Migrants inside a makeshift detention center in Texas. (photo: Sergio Flores/Getty Images)
Migrants inside a makeshift detention center in Texas. (photo: Sergio Flores/Getty Images)


Trump Admin Says It's Not Required to Provide Migrant Children Soap, Toothbrushes and Sleeping Accommodations

By Bob Egelko, San Francisco Chronicle

20 June 19

 

he Trump administration’s defense of conditions at its shelters for immigrant minors — it argues it is not legally required to provide all of them with such items as soap, toothbrushes and sleeping accommodations — drew an incredulous response from federal appeals court judges Tuesday at a hearing in San Francisco.
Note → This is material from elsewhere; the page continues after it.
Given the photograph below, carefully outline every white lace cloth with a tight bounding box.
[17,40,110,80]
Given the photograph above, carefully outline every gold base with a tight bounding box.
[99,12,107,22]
The administration is appealing a federal judge’s June 2017 ruling that immigration officials were violating a 1997 court settlement requiring unaccompanied minors in federal custody to be kept in safe and sanitary conditions before being released to relatives or sponsors as promptly as possible. U.S. District Judge Dolly Gee of Los Angeles found that youths held in the Rio Grande Valley in Texas were being denied basic necessities and appointed a monitor to oversee compliance.

The administration denied violating the settlement and argued in court papers that nothing in the 1997 agreement required officials “to provide minors, in all situations, with sleeping accommodations, toothbrushes, toothpaste, showers, soap, towels and dry clothes,” as long as the facilities were safe and sanitary. A panel of the Ninth U.S. Circuit Court of Appeals was clearly unconvinced.

“It’s within everybody’s common understanding that if you don’t have a toothbrush, you don’t have soap, you don’t have a blanket, those are not safe and sanitary,” Judge A. Wallace Tashima told Justice Department lawyer Sarah Fabian.

“Those things may be part of ‘safe and sanitary,’” depending on the length of a minor’s confinement, Fabian replied. But she said Gee had “expanded the terms of the agreement” by imposing new conditions.

“You’re really going to stand up and tell us that not being able to sleep isn’t a question of safe and sanitary conditions?” asked a second judge, Marsha Berzon.

Judge William Fletcher, the third panel member, said Gee found evidence that minors were kept overnight in crowded, chilly rooms, sleeping on concrete floors with aluminum-foil blankets with the lights kept on all night.

“No one would argue that this is safe and sanitary,” Fletcher said.

Fabian didn’t disagree, but contended the settlement gave immigration officials some leeway in housing minors. There are “challenges in interpreting a very old agreement” that was reached before the current Department of Homeland Security and its immigration agencies were even established, she said.

Plaintiffs lawyer Peter Schey of the nonprofit Center for Human Rights and Constitutional Law said court enforcement of the agreement was essential.

“Once a month a kid is dying in (U.S. Customs and Border Protection) custody,” he said.

The court heard an hour of arguments and will rule at a later date.